According to CCJ magazine, here’s a few expected measures on tap over the next few months:
CSA score removal: Included in the Senate’s DRIVE Act is a provision that would remove CSA scores from public view, a measure sought for by the many in the trucking industry since the program took effect in 2010. The bill cleared the Senate in late July with the provision intact. The House still must pass the DRIVE Act, though it likely will produce its own version rather than simply taking up the Senate’s bill. The Senate bill calls for removal of the scores from public view until regulators can fix the program’s flaws.
Hours-of-service ‘restart rollback’ continuation: Both the House and the Senate have taken up bills that would continue the suspension of certain hours-of-service rules, implemented last December.

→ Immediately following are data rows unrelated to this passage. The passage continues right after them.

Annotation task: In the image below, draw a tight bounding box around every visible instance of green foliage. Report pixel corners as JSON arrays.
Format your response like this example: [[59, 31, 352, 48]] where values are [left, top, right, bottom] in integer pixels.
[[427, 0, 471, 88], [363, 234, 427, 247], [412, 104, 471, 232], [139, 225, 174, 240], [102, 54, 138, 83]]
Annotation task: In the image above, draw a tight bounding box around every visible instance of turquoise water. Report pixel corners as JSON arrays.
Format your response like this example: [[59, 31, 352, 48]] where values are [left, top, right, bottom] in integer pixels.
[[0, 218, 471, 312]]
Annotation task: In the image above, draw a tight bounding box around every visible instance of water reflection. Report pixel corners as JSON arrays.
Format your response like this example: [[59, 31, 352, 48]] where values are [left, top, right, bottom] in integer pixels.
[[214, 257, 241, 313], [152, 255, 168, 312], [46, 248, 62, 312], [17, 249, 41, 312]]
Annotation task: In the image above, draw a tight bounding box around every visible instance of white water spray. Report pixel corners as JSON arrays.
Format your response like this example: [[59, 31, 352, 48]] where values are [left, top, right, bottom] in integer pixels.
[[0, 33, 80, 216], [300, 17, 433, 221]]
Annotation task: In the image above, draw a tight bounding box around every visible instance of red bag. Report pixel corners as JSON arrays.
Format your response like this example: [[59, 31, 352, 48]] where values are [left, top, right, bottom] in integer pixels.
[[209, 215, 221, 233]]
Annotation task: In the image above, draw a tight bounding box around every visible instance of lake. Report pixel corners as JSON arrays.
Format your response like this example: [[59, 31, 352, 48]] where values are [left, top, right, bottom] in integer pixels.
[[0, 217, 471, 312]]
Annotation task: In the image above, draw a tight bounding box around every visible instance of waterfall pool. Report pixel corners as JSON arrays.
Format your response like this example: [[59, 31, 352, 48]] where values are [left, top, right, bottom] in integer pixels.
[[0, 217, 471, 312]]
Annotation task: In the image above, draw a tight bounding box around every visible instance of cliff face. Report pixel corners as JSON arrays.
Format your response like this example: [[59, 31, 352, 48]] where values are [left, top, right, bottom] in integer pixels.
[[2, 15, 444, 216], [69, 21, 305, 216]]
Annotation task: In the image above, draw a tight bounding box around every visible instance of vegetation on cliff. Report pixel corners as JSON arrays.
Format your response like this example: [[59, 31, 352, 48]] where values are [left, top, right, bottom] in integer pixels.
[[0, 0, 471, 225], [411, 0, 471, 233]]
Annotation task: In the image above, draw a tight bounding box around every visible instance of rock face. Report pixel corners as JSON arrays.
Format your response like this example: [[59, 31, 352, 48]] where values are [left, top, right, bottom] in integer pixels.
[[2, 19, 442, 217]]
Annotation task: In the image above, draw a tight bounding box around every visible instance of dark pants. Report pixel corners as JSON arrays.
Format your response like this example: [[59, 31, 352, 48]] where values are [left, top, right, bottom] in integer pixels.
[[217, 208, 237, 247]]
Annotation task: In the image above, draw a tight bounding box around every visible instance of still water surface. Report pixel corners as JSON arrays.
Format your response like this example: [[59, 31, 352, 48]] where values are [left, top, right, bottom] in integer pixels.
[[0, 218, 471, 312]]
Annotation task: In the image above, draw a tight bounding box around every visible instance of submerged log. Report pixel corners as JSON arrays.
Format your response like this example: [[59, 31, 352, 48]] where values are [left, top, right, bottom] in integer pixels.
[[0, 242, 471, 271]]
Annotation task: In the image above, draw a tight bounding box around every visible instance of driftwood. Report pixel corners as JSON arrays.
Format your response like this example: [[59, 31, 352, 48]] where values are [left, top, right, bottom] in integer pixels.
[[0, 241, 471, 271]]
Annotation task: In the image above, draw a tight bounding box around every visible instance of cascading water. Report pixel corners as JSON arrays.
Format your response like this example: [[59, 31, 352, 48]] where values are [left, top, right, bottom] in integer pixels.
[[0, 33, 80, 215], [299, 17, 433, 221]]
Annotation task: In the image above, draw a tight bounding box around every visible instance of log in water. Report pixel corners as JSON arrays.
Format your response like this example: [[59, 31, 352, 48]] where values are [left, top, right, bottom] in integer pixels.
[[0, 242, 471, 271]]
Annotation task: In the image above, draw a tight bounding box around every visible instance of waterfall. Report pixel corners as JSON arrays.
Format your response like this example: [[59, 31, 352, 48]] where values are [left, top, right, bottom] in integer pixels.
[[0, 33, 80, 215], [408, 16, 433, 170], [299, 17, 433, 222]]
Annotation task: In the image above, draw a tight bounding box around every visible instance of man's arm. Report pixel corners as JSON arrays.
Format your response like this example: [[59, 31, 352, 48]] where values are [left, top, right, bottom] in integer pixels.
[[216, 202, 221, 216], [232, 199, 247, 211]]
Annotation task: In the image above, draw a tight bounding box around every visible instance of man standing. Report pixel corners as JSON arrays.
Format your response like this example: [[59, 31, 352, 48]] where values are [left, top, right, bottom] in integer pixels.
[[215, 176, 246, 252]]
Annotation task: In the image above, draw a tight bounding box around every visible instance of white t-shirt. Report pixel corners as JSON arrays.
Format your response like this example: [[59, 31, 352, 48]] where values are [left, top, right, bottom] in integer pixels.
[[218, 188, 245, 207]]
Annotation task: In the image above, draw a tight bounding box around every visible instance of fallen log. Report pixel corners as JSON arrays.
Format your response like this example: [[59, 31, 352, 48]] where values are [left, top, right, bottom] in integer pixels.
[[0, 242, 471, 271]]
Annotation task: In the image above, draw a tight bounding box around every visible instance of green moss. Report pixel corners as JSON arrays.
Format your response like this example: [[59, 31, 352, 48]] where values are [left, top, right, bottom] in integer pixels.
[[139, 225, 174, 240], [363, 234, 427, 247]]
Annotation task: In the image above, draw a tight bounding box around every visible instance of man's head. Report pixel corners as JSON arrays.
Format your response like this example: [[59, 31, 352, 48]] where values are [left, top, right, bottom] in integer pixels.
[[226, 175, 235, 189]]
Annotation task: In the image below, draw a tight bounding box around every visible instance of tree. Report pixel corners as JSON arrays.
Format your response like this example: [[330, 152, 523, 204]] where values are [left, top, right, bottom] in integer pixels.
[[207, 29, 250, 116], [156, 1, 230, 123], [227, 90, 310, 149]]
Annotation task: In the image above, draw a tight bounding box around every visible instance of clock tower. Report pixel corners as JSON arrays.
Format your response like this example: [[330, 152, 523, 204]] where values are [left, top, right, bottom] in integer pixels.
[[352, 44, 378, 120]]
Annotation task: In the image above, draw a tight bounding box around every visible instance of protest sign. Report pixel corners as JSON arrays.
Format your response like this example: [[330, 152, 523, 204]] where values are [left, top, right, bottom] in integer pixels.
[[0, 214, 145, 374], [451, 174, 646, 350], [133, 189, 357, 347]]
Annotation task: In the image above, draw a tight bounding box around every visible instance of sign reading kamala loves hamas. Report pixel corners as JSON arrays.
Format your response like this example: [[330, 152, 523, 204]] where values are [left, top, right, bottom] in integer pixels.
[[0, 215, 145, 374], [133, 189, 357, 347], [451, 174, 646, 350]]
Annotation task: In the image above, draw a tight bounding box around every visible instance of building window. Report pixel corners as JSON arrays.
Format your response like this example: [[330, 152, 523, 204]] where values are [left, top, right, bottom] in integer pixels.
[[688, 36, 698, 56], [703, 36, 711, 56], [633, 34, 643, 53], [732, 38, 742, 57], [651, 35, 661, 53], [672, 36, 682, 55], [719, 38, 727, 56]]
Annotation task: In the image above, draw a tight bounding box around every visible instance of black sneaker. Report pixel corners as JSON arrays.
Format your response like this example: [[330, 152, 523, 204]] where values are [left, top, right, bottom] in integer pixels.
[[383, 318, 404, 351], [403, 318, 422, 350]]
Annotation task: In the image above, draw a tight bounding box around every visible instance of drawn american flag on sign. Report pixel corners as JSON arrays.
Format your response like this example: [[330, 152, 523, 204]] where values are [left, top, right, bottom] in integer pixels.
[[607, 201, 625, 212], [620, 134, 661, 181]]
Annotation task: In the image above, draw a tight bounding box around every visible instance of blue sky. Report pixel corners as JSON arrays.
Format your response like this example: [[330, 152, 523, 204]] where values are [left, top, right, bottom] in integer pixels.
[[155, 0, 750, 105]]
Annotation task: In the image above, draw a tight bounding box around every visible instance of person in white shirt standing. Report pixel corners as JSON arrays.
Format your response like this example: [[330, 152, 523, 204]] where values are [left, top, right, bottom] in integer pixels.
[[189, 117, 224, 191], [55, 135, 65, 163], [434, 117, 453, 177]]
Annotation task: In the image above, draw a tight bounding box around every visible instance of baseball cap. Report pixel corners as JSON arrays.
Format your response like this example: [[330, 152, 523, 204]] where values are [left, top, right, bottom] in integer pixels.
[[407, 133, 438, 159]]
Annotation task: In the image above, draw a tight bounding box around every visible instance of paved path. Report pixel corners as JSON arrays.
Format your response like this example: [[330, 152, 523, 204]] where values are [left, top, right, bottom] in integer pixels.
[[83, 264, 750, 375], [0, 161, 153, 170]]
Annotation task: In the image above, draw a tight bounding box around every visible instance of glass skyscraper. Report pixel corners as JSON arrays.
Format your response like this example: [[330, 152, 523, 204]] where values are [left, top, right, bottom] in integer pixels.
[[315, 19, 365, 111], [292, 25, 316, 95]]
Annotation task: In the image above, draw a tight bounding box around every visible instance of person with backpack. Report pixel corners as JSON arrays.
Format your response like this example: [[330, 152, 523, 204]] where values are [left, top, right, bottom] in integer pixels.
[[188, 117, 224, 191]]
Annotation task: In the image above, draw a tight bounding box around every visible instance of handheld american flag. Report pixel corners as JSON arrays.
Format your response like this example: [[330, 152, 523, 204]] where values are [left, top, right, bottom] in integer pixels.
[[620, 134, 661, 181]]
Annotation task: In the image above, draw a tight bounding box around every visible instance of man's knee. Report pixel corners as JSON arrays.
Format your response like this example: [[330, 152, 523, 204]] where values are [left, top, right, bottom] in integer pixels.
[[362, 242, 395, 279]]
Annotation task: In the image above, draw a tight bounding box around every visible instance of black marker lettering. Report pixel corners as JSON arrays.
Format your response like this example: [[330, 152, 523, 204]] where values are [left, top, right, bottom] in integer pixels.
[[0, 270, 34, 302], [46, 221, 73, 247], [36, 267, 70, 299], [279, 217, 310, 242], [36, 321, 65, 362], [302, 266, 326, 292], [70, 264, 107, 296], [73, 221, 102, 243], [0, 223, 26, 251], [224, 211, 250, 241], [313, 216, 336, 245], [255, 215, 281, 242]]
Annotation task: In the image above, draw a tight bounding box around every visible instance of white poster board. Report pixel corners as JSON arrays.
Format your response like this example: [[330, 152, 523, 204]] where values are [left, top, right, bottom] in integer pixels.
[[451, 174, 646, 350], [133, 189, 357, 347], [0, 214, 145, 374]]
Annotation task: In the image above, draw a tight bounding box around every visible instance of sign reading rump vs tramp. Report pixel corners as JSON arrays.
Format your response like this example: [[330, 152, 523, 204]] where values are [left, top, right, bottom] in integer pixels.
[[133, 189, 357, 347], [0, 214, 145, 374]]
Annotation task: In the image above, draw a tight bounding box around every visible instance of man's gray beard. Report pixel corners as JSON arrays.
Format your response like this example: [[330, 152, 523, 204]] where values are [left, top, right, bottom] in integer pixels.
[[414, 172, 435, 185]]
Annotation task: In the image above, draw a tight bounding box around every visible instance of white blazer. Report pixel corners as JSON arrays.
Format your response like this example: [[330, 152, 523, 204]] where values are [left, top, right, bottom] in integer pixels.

Congress last year put a stay of enforcement on two 2013-implemented regulations: (1) That a driver’s 34-hour restart include two 1 a.m. to 5 a.m. periods and (2) The limitation of the restart’s use to once per week.

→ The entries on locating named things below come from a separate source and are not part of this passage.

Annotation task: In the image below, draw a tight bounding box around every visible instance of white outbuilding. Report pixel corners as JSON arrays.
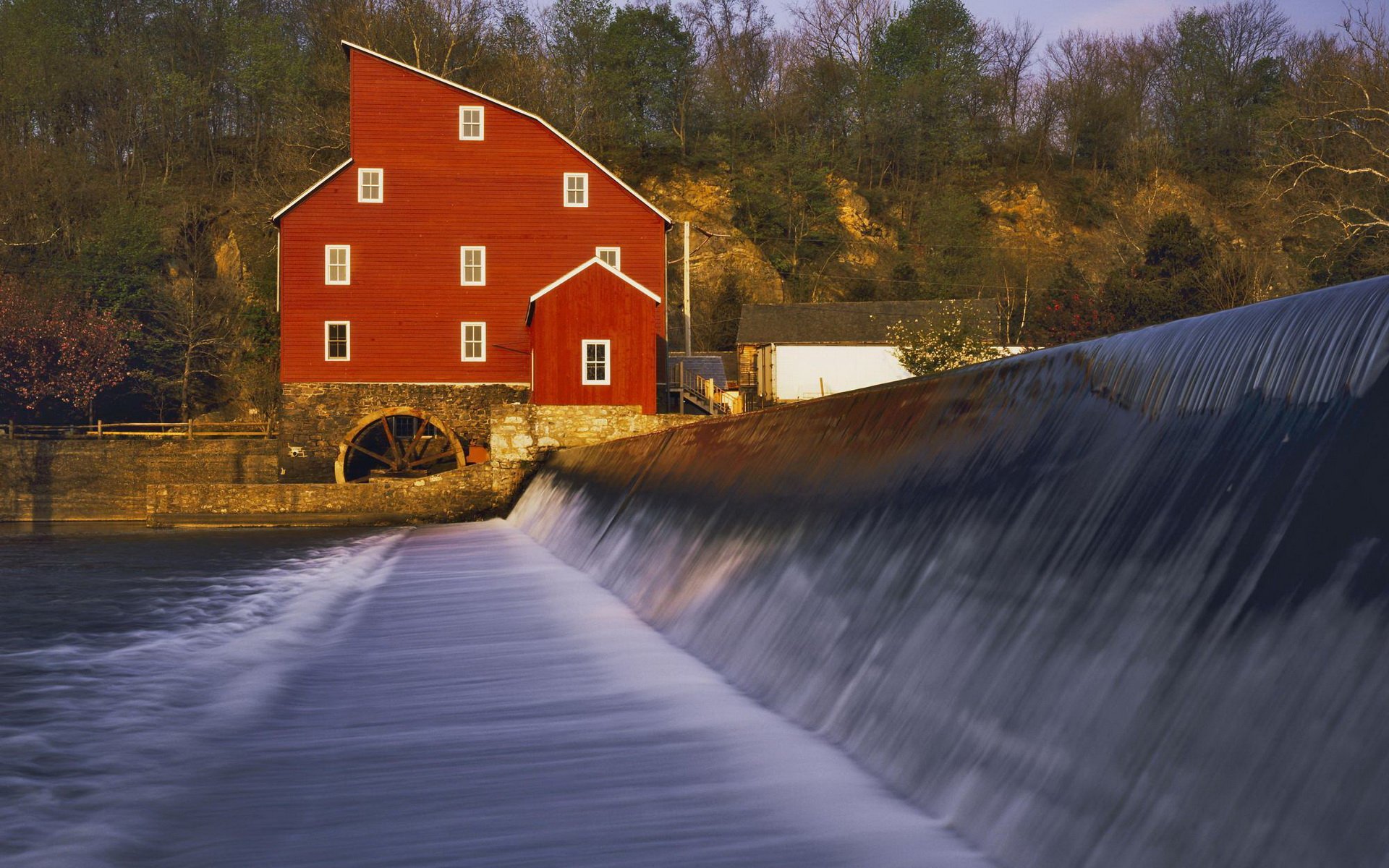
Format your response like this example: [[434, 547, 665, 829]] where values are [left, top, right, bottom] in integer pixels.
[[738, 299, 998, 406]]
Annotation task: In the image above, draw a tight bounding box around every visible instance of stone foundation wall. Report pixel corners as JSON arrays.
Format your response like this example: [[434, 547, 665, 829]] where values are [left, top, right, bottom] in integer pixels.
[[279, 383, 530, 482], [148, 461, 528, 528], [0, 439, 279, 521], [489, 404, 710, 461]]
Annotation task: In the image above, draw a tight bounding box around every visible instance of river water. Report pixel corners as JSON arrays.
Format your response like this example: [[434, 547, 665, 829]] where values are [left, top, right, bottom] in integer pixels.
[[0, 521, 989, 868]]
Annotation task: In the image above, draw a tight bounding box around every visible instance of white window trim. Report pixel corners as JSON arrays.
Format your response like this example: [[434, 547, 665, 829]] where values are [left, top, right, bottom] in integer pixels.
[[459, 244, 488, 286], [593, 247, 622, 271], [561, 172, 589, 208], [579, 340, 613, 386], [357, 169, 386, 204], [323, 244, 352, 286], [323, 320, 352, 361], [459, 106, 488, 142], [459, 322, 488, 361]]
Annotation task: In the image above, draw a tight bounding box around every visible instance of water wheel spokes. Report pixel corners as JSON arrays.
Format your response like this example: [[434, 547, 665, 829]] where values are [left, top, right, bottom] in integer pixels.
[[347, 443, 396, 468], [335, 407, 465, 482], [406, 441, 459, 469]]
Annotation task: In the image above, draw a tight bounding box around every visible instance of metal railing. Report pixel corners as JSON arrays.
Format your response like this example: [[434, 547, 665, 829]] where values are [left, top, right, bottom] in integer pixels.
[[0, 420, 275, 441]]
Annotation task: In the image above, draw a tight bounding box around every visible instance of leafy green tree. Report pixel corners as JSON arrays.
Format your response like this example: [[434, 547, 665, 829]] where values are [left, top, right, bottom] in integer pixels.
[[1158, 0, 1288, 179], [872, 0, 982, 179], [1104, 213, 1217, 331]]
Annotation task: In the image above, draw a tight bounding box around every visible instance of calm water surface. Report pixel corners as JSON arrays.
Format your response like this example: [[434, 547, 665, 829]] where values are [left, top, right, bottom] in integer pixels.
[[0, 522, 987, 868]]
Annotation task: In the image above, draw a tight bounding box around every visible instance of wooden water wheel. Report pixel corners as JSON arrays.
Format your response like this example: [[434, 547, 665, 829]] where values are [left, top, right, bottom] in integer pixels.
[[334, 407, 465, 482]]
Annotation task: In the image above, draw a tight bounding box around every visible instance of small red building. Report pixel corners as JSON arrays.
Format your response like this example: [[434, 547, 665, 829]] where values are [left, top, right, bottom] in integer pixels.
[[272, 43, 669, 412]]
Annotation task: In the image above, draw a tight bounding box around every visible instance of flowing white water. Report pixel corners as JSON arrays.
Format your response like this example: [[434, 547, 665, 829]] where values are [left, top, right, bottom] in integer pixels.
[[510, 278, 1389, 868], [0, 532, 400, 868], [0, 521, 990, 868]]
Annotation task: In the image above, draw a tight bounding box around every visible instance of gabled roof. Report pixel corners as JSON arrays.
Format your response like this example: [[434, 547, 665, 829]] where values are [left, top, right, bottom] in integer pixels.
[[269, 157, 352, 224], [333, 39, 672, 225], [525, 257, 661, 325], [738, 299, 998, 346]]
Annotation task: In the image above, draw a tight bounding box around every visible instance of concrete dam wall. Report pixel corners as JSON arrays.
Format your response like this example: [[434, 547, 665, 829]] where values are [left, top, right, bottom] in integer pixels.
[[511, 279, 1389, 868]]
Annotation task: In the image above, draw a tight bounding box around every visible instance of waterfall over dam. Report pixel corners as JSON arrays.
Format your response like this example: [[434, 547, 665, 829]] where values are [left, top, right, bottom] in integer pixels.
[[510, 279, 1389, 868]]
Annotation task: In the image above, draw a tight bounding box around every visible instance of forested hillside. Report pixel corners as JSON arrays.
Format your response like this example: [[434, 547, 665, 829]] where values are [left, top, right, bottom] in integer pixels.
[[0, 0, 1389, 420]]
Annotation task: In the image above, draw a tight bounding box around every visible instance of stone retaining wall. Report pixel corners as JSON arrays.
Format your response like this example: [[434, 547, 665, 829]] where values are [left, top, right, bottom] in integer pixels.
[[489, 404, 708, 461], [0, 439, 279, 521], [279, 383, 530, 482], [148, 461, 528, 528]]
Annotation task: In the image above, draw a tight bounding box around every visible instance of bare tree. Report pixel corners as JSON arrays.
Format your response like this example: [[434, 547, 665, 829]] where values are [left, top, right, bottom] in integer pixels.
[[790, 0, 893, 169], [981, 15, 1042, 135], [154, 278, 240, 422], [1267, 7, 1389, 243]]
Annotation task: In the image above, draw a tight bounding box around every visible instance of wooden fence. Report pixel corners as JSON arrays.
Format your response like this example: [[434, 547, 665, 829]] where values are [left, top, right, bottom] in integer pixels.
[[0, 420, 275, 441], [675, 361, 743, 415]]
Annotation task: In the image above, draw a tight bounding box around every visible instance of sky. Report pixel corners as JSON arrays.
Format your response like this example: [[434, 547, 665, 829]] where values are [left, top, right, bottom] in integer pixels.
[[767, 0, 1367, 43]]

The Senate’s 2016 approprations bills would keep the stay of enforcement in place until FMCSA can report to Congress research that shows the rules yield safety benefits.
Driver drug testing: Also included in the Senate’s DRIVE Act highway bill is a change to driver drug screening regulations. It would allow carriers to use hair testing in lieu of urine testing to satisfy federal drug testing requirements.
Size and weight changes: Both chambers’ DOT-funding bills also would allow 33-foot double trailers, an increase from the current 28-foot maximum.
CSA score disclaimers: If the DRIVE Act does not make it through Congress with the provision to remove CSA scores included, the Senate also has in the works another measure — one to require that all public displays of carrier percentile rankings in CSA’s Safety Measurement System include disclaimers that, per the bill’s text, “[warns] users that [CSA scores] are not necessarily reliable indicators of relative safety performance.” The CSA disclaimer provision is included in the Senate’s 2016 DOT appropriations bill.